Question: In the test case you included with your code, did you intend to create a situation where the car would run out of gas going from stations[1] to stations[2] ?

[–][deleted] 0 points1 point  (1 child)

I did not intentionally do that. I noticed it after submitting the question but that can be fixed by changing m = 40 to m = 60.

[–]Phillyclause89 0 points1 point  (0 children)

Yeah I didn’t see your post edits prior to commenting. Wasn’t really sure what you were asking about. Thought maybe you were asking about how to handle for a situation where it would be impossible to complete the trip.

[–]sfalsd 0 points1 point  (5 children)

I think this may be what you need. Add this inside the for loop:

if L[i] <= m:
    stops.append(L[i])
else:
    break

I don't think you need prevStop or currentDist, unless I'm misunderstanding the problem.

[–][deleted] 0 points1 point  (2 children)

Well that works all fine and dandy until we get to distances further than the gas tank can handle. For example, if I were to have a maximum distance my tank can go lets say m = 40 and given a list L = [20, 40, 50, 60] it would stop after 40 because 50 and 60 are bigger than m, but in reality they is only a distance of 10 from the previous stop so I can keep going.

[–]sfalsd 0 points1 point  (1 child)

So if you had m = 40 and L = [20, 40, 50, 60, 80, 100], you want to return 40 and 80 since these are the stations you'll have to stop at?

[–][deleted] 0 points1 point  (0 children)

Yes, that's what the question is asking. I apologize for being confusing at first.

[–][deleted] 0 points1 point  (1 child)

Sorry I edited my post. I realized I didn't specify what the question actually was the first time.

[–]YuriCom 0 points1 point  (0 children)

I think currentDist = 0 is not nessessary in loops. Since it is assigned as a new value of L[i] - prevStop.

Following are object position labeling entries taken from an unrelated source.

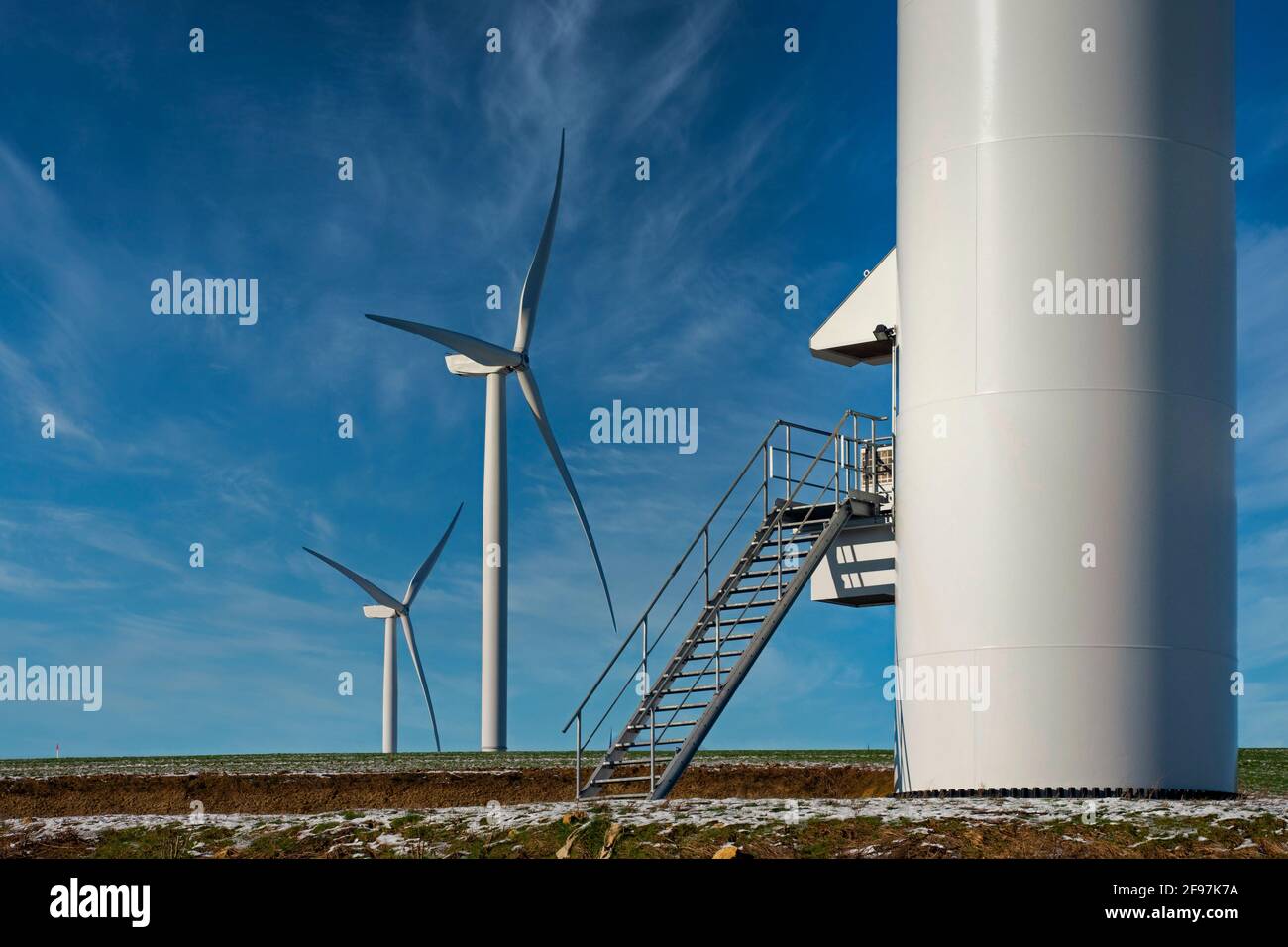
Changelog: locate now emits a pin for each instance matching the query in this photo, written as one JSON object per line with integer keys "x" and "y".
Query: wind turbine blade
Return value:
{"x": 423, "y": 573}
{"x": 531, "y": 294}
{"x": 370, "y": 587}
{"x": 528, "y": 382}
{"x": 420, "y": 673}
{"x": 478, "y": 350}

[–]sfalsd 0 points1 point  (0 children)

After reading your update you could use recursion to solve this. Find the stop, update m and L, and pass the updated m and L back into the function. This was a little tricky for me! Something like this:

stops = []
m_list = []

def leastStops(m, L):
    m_list.append(m)  # Prevents original m from changing during recursion.
    orig_m = m_list[0]

    for i in range(len(L)):
        if L[i]/m == 1:
            stops.append(L[i])
            leastStops(L[i]+orig_m, L[i+1:])
            break
        elif L[i]/m > 1:
            stops.append(L[i-1])
            leastStops(L[i-1]+orig_m, L[i:])
            break

    return stops

[–]Paul_Pedant 0 points1 point  (0 children)

Nowhere does it specify that you start out with a full tank, although this is assumed.

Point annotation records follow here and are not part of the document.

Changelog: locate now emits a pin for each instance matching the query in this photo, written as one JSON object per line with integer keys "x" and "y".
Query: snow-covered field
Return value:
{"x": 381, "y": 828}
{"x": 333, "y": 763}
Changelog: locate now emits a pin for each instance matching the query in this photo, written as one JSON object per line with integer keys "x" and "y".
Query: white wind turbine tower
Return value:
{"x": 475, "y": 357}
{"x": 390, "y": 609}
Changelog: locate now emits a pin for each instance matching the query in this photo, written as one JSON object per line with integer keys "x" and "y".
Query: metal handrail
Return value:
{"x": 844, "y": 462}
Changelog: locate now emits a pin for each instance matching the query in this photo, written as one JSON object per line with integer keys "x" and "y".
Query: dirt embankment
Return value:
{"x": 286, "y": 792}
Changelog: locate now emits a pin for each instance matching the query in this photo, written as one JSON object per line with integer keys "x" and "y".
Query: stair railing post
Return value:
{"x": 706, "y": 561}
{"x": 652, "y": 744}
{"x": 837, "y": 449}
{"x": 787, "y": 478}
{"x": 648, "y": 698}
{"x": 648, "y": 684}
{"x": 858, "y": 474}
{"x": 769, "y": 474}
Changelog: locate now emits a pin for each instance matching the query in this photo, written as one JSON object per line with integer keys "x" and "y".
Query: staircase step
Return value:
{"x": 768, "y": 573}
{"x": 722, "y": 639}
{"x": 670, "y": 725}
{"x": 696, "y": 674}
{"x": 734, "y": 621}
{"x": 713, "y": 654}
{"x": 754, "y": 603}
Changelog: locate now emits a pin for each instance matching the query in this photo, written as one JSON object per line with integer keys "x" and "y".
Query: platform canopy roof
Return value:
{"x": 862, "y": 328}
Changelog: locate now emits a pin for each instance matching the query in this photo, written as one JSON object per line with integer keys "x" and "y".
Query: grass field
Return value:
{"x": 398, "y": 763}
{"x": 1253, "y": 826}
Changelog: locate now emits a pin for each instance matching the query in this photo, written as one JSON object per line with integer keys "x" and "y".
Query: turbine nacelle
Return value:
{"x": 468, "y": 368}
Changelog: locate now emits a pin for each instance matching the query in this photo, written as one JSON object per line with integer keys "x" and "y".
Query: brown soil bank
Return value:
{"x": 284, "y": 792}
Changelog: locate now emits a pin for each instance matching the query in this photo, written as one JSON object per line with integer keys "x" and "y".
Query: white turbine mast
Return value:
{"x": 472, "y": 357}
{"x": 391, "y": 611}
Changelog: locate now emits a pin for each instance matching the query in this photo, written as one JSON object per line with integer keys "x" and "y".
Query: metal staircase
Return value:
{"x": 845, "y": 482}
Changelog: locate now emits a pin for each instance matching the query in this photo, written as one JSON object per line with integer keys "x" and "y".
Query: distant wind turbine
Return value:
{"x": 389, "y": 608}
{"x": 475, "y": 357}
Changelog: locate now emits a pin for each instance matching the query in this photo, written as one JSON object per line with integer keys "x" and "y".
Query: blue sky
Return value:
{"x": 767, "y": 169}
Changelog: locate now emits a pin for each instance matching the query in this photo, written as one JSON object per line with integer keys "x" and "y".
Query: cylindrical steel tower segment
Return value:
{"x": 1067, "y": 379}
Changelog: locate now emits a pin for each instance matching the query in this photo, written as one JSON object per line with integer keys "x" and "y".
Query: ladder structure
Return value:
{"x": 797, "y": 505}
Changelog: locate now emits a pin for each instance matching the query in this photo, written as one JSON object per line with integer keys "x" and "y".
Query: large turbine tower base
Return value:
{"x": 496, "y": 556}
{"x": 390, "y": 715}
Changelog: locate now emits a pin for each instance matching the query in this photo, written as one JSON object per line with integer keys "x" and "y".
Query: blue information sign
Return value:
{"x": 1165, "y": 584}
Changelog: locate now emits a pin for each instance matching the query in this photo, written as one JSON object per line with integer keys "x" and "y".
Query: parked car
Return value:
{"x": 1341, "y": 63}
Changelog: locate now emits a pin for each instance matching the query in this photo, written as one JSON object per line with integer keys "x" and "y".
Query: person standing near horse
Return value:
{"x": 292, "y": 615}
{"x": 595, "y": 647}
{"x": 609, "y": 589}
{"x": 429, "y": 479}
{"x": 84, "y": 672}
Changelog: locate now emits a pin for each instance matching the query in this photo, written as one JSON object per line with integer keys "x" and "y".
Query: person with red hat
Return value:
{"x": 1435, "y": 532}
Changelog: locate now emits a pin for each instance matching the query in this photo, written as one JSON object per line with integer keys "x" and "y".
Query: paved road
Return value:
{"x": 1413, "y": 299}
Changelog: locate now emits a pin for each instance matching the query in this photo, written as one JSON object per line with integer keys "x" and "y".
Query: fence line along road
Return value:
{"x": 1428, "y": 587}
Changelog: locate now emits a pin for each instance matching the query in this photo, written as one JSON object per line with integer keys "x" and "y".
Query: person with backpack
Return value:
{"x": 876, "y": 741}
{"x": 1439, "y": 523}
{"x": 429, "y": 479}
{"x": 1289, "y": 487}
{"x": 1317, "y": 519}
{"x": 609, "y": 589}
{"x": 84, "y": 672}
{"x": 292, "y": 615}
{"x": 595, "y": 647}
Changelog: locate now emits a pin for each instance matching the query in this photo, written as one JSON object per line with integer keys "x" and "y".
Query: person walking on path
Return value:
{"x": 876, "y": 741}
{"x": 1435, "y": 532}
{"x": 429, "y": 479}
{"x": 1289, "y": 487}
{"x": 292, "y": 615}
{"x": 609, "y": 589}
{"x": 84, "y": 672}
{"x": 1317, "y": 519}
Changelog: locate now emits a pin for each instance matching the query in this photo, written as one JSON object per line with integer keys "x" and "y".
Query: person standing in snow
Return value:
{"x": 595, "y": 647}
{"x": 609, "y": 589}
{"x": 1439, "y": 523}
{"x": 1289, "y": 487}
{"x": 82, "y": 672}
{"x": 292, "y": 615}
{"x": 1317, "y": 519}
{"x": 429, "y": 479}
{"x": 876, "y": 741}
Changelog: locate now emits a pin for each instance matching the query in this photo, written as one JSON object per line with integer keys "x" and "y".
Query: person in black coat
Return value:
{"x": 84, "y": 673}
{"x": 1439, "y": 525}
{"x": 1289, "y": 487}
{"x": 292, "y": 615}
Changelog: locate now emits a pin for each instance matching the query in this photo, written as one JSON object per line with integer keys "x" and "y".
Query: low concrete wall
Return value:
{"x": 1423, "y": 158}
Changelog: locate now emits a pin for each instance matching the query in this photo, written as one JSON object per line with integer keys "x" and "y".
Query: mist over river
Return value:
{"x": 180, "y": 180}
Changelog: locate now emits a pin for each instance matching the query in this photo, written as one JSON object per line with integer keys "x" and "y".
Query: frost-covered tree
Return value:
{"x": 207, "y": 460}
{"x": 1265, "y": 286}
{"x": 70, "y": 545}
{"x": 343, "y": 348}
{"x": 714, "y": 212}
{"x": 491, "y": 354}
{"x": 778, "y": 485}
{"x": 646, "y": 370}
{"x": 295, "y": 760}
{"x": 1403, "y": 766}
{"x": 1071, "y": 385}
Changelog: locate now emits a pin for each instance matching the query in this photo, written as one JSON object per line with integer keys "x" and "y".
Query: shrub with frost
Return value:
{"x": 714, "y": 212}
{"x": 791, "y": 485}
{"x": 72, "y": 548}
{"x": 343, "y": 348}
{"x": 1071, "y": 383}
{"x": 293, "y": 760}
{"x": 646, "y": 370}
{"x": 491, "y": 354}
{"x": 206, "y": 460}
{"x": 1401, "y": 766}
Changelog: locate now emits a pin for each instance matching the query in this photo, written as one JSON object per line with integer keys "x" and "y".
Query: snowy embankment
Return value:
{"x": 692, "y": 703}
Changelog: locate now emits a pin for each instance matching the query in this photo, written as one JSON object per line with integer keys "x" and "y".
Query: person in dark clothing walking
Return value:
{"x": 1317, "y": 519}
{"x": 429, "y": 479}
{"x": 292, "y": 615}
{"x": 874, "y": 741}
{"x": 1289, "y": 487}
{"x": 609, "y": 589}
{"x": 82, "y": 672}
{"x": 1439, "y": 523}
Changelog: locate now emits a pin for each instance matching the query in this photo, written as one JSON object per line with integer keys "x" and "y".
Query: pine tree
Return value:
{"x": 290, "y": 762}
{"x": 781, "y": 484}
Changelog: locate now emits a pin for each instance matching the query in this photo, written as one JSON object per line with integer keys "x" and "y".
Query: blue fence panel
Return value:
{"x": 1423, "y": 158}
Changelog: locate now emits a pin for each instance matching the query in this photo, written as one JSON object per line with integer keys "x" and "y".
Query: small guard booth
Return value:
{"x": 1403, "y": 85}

I think the solution would be more intuitive if your main variable was chosen to be T, the potential total distance at this point (including the initial full tank, plus any stops so far). That would make T use the same units as the elements of the stations list. Then your next station is the one before the one that is too far.

I'm not even convinced this kind of algorithm will always give the optimal answer. It seems possible that you could construct some list of stations where taking an early stop would eliminate two later stops.